4. Classification Task
The fused modality representations are used for classification tasks. MMNC employs a multi-layer fully connected network for final classification and uses the cross-entropy loss function for training.
Main Results
1. Comparison of Modality Encoders
The research team compared the performance of different modality encoders: - Sequence Encoding: The CNN2 model performed best across all three datasets, with accuracies of 0.951, 0.980, and 0.966, respectively. - Secondary Structure Encoding: The GNN model based on SAGE convolutions performed best across the three datasets, with accuracies of 0.797, 0.831, and 0.944, respectively. - Expression Encoding: The MLP1 model performed best on dataset D3, achieving an accuracy of 0.790.
2. Ablation Study on Modality Contributions
Through ablation studies, the research team found: - Single-Modality Performance: The sequence modality achieved the highest classification accuracy, followed by secondary structure and expression modalities. - Multi-Modality Performance: Multi-modal combinations significantly improved classification performance. For example, on dataset D3, the three-modality combination achieved an accuracy of 0.982, significantly higher than single- or dual-modality combinations.
3. Interpretability of the Attention Mechanism
The attention mechanism provides interpretability for classification results. For example, on dataset D3: - lncRNA: The expression modality was the primary contributor to classification, reflecting the tissue-specific expression patterns of lncRNAs. - miRNA: The sequence modality was the primary contributor to classification, reflecting the specific sequence patterns of miRNA precursors. - snoRNA: Both sequence and expression modalities contributed significantly to classification, reflecting the conserved sequences and expression features of the snoRNA family.
4. Comparison with Existing Methods
MMNC outperformed existing ncRNA classification tools across all three datasets. For example, on dataset D1, MMNC achieved an accuracy of 0.953, significantly higher than other tools (e.g., ncRNA-Deep at 0.914 and RNagcn at 0.851).

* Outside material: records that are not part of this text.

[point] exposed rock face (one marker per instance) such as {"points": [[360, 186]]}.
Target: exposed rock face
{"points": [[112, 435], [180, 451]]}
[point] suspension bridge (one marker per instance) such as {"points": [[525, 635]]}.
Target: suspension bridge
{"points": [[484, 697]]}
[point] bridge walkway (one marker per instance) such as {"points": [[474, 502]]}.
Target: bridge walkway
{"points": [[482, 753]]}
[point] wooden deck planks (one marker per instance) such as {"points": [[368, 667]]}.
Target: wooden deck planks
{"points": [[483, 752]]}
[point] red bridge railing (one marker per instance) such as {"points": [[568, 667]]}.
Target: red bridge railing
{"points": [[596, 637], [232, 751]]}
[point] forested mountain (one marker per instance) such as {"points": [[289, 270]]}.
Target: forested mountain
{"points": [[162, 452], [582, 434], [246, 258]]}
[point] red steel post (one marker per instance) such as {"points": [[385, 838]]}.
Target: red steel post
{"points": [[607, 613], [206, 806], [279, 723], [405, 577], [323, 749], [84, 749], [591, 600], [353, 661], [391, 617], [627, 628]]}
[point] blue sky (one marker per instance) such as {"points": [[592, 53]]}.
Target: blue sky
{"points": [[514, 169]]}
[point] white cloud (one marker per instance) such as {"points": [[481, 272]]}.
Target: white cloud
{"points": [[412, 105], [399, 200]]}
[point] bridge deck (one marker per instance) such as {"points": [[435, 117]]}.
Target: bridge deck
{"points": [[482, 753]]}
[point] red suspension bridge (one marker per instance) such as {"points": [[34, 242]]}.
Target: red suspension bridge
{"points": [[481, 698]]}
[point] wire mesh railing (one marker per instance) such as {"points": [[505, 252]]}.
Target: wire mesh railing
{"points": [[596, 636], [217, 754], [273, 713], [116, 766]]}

Conclusions and Significance
MMNC proposes a novel multi-modal deep learning framework capable of efficiently classifying ncRNAs and providing an interpretable attention mechanism that reveals the importance of different modalities in classification. The model has the following scientific and application value: - Scientific Value: By integrating multi-modal data, MMNC can provide a more comprehensive description of ncRNA characteristics, advancing our understanding of ncRNA functions. - Application Value: MMNC’s high classification performance and interpretability make it widely applicable in biomarker discovery and disease mechanism research.
Research Highlights
- Multi-Modal Integration: MMNC is the first to integrate sequence, secondary structure, and expression data, providing a richer description of ncRNAs.

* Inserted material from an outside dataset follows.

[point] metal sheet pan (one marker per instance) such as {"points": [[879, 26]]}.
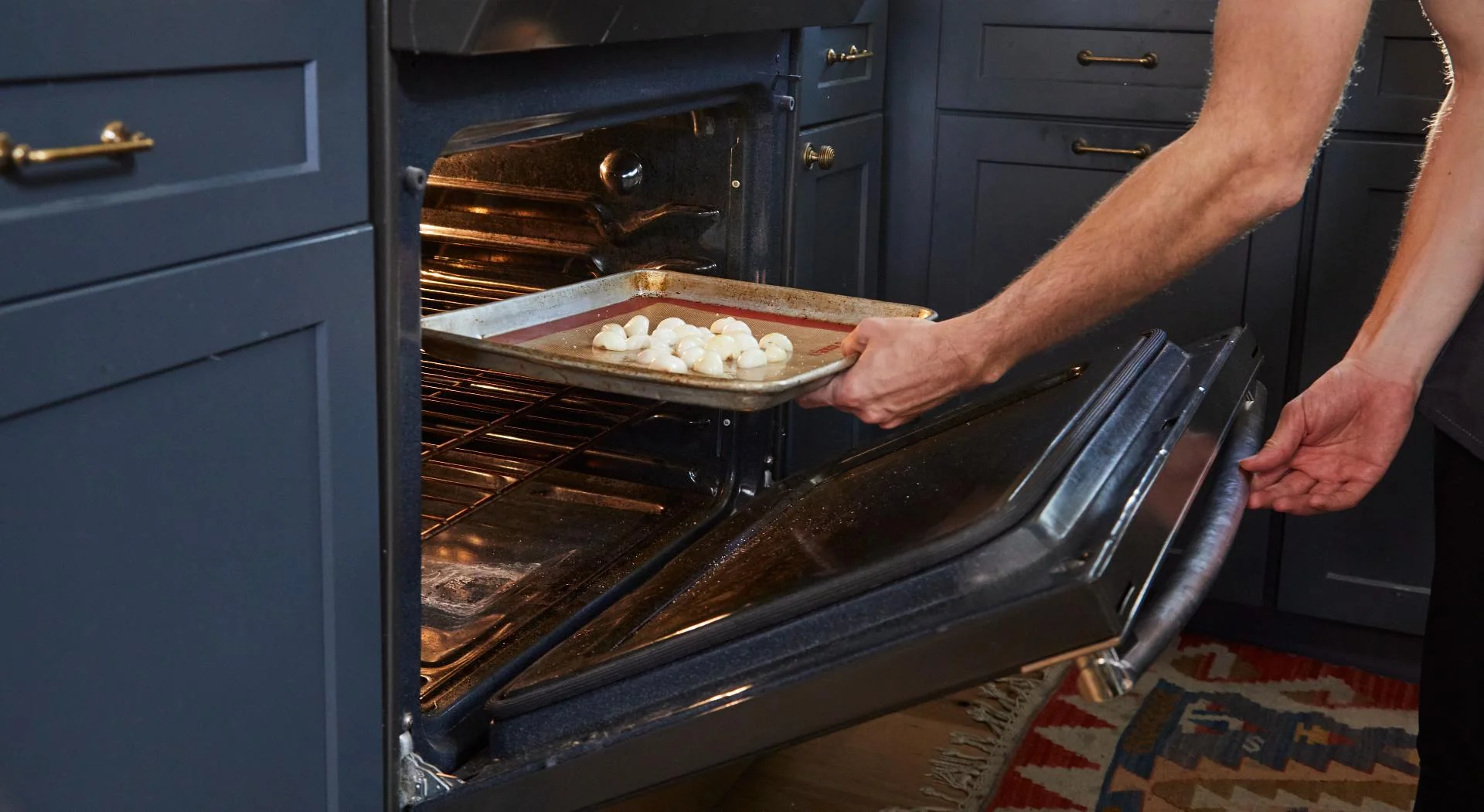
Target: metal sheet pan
{"points": [[550, 336]]}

- Interpretability: Through the attention mechanism, MMNC reveals the contribution of different modalities to classification, enhancing model interpretability.
- Handling Missing Data: MMNC effectively handles missing data, ensuring that all available information is utilized.
Future Directions
The research team plans to expand the scope of MMNC to explore inter-class similarities and the discovery of novel ncRNA classes, further advancing the ncRNA classification framework.